Lunar City, il documentario di Alessandra Bonavina disponibile nelle sale dal 17 al 19 febbraio distribuito da Vision Distribution, omaggia il cinquantenario dello sbarco sulla luna di Neil Armstrong e della missione Apollo 11, consumatosi il 20 luglio del 1969. A partire da quel piccolo passo per l’uomo rivelatosi un grande passo per l’umanità, la tecnologia ha alzato l’asticella delle proprie possibilità, arrivando a rendere concrete sfide un tempo inimmaginabili e aprendo così alla scienza nuovi orizzonti e prospettive.
Il docu-film si fa carico di evidenziare queste accelerazioni supersoniche tornando a parlare della corsa allo spazio come di un fattore di progresso che gli scienziati contemporanei vedono come un tassello fondamentale per la ricerca e la cooperazione internazionale: non più uno scenario all’insegna della competizione tra mega-potenze rivali, come fu durante la Guerra Fredda, ma un avamposto che tenda di comune accordo verso un futuro condiviso e un’alternativa potenziale alla vita sulla Terra, sempre più sovrappopolata e vessata dal cambiamento climatico.

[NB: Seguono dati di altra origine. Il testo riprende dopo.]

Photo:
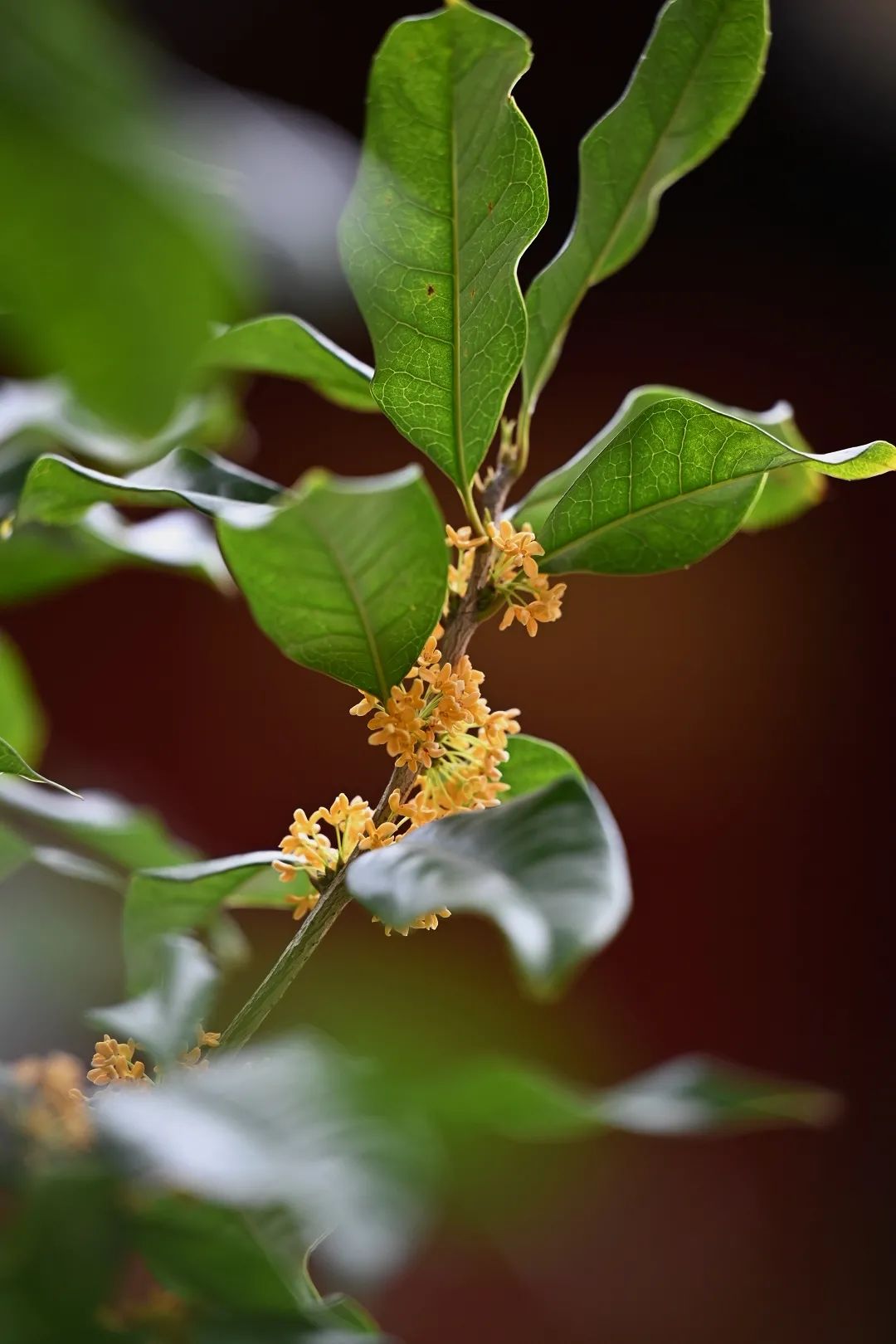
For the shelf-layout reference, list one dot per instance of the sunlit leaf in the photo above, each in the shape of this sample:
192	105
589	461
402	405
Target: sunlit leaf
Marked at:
292	348
547	492
689	89
533	763
167	1016
550	869
188	897
105	825
688	1096
22	722
61	491
109	266
12	763
292	1125
674	485
348	577
450	194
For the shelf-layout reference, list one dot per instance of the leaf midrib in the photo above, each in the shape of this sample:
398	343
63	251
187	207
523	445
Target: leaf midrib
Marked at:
649	509
345	574
624	214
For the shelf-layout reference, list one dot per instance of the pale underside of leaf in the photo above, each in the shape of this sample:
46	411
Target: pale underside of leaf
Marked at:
450	194
691	88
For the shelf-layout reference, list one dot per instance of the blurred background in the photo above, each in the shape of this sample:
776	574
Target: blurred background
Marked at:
739	718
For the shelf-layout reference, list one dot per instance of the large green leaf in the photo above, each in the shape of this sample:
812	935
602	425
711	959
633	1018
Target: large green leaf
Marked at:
61	491
674	485
109	268
691	88
531	763
348	577
450	194
293	348
99	823
165	1018
37	561
188	897
550	869
547	492
45	414
22	722
688	1096
292	1125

Fin dalle prime battute del documentario viene posto l’accento sulle differenze sostanziali tra Marte e la luna, su come essa rappresenti una fonte di conoscenza inesauribile essendo la sua atmosfera e la relativa idrosfera rimaste immutate da un milioni di anni. La luna ci viene presentata, in sostanza, come una sorta di grande magazzino della Terra, un catalogo di informazioni al quale fare ritorno per apprendere ulteriori, preziosi particolari sul nostro pianeta e non solo.
Secondo molti degli scienziati interpellati all’interno di Lunar City, che alterna immagini d’impatto spettacolare a svariate interviste a tecnici del settore, un ritorno dell’essere umano sul suolo lunare è realizzabile entro il 2024, stando all’attuale stato di avanzamento dei lavori in cantiere per un nuovo allunaggio. In questo caso, però, gli sforzi si orienterebbero sulla costruzione di una stazione spaziale cislunare che consenta agli astronauti di esplorare lo spazio circostante in maniera più approfondita e dettagliata, andando oltre l’iniziale, primitivo sbarco sulla luna e ampliando così le proprie nozioni sull’universo che circonda la luna.
L’allunaggio è stato raccontato molte volte dal cinema, fino al più recente film di Damien Chazelle con Ryan Gosling su Neil Armstrong, First Man, ma l’obiettivo di Lunar City, sostenuto anche dalla ASI (Agenza Spaziale Italiana), è prendere per mano lo spettatore conducendolo nel backstage dell’attività degli uomini e delle donne di scienza che si dedicano quotidianamente a sondare lo spazio, i suoi misteri e e le sue ignote e siderali profondità. Quella per la luna è poi una fascinazione senza tempo, alla quale forse nessuna delle arti figurative si è mai sottratta, ma il doc di Alessandra Bonavina, pur partendo dalla medesima attrattiva, ha soprattutto la volontà di allargare il bacino d’utenza delle informazioni tecniche più minuziose proponendole a un più vasto pubblico e sottoponendole agli occhi e alle orecchie di quanti probabilmente non metteranno mai piede nella NASA in vita loro.